Banksy is the pseudonym of a “guerrilla” street artist known for his controversial, and often politically themed, stenciled pieces of art.
Banksy’s identity remains unknown. He is believed to have been born in Bristol, England, around 1974. He rose to prominence for his provocative stenciled pieces in the late 1990s.
He is the subject of a 2010 documentary, Exit Through the Gift Shop, which examines the relationship between commercial and street art. This documentary was nominated for an academy award.
Banksy’s artwork is characterized by images that are often combined with slogans. His work often has political themes, critiquing war, capitalism, hypocrisy and greed. Common subjects include rats, apes, policemen, members of the royal family, and children. In addition to his two-dimensional work, Banksy is also known for his installation artwork.
Students used chalk pastels to create their own wall to stencil their graffiti on to. We were inspired by the Banksy piece referred to as “There is Always Hope”. Using a stencil they applied the image of a young girl who has just let go of her balloon.
Tom Thomson was born August 5th, 1877 in Claremont Ontario. He was the sixth of ten children. Although he was always interested in the arts, he did not devote his career to painting until he was 30.
In 1904, while working as a draftsman he met members of the Group of Seven. Although Thomson was closely associated with the artists in the Group of Seven, the Group of Seven was not founded until after his death.
To offset his art career, Thomson worked as a firefighter, a ranger and a guide to Algonquin Park while living on his own in a shack on Canoe Lake. Here he produced his most famous work: Jack pine, West Wind and Northern River.
Thomson died mysteriously on a canoe trip in 1917 at 39 years old.
Students used watercolours, acrylic paint and chalk pastels to create their own landscapes inspired by Tom Thomson.
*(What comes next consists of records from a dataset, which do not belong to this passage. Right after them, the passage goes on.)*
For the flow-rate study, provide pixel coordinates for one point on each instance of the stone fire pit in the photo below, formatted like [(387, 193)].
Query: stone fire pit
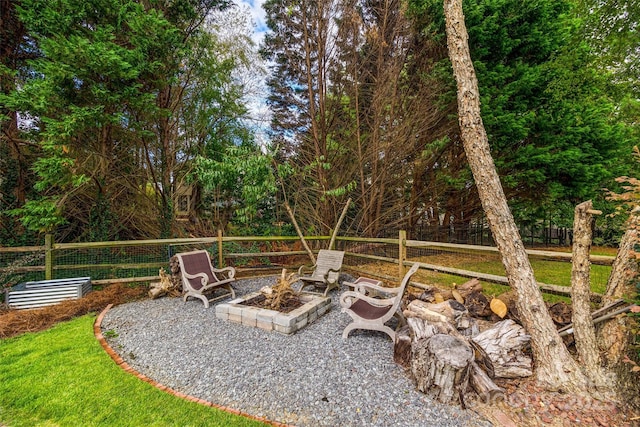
[(313, 307)]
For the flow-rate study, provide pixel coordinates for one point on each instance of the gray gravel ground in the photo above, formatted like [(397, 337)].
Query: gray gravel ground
[(310, 378)]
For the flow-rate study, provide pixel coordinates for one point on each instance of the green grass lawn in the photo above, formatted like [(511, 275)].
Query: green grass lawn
[(549, 272), (63, 377)]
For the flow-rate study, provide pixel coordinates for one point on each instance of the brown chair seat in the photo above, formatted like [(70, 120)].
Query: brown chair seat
[(372, 313)]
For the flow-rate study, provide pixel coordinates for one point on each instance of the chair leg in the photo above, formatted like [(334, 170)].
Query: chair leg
[(199, 296), (381, 328), (350, 327)]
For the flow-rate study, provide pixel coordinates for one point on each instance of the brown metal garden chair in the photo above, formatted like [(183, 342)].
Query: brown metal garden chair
[(372, 313), (199, 277), (325, 273)]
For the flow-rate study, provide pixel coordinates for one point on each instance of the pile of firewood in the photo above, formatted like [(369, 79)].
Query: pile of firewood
[(452, 341)]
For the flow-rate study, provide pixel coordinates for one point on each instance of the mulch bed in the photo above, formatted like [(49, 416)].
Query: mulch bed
[(15, 322), (259, 301)]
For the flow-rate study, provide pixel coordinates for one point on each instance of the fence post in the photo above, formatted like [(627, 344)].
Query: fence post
[(402, 252), (220, 257), (48, 256)]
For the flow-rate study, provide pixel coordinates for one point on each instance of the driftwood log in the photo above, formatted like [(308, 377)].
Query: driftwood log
[(440, 367), (442, 361), (503, 344), (166, 286), (488, 391)]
Nefertiti was an Egyptian queen and the Great Royal Wife of Akhenaten and Egyptian Pharaoh. With her husband she reigned at what was arguably the wealthiest period of Ancient Egyptian history.
We were inspired by the bust of Nefertiti, presently exhibited at the Neues Museum in Berlin, Germany.
Students used a combination of chalk and oil pastels to draw and decorate their Queens. A bit of gold paper was added at the end to add sparkle and a few hieroglyphs.
“One curator said he didn’t want my work in his gallery because it was so simple even children understood it. I thought, what a wonderful tribute!”
Before the Christmas holidays we were invited into the JK/SK classrooms at Runnymede Public School to do a special project inspired by the Canadian artist, Ted Harrison. The students were very enthusiastic and did a great job on their Northern Landscapes. They learned how to use chalk pastels and how to blend them for a brilliant sky. Next we sponged on snow to fill the bottom of our creations. And lastly we applied collage to build our Inukshuks.
Ted Harrison was born in England in 1926. In 1950 he received his teaching certificate and began his 28 year career in education. He had a great interest in travel and taught in many different parts of the world, including Malaysia, India, East Africa and New Zealand before immigrating to Canada with his wife Nicky and their son Charles in 1968.
They settled in a small town called Carcross just outside Whitehorse in the Yukon. His love of the land and people of the Yukon has brought him national acclaim. He makes simple landscapes even simpler.
Ted Harrison’s paintings are iconic, recognizable and distinctly unique. His paintings are mostly in horizontal sections. In the foreground there are people, animals and other objects. In the background is the Canadian Northern landscape. His paintings are made up of brilliant colors, never shaded, and not always naturalistic – deep purple hills and lime green water. His signature lines give contrast to the brilliant colours.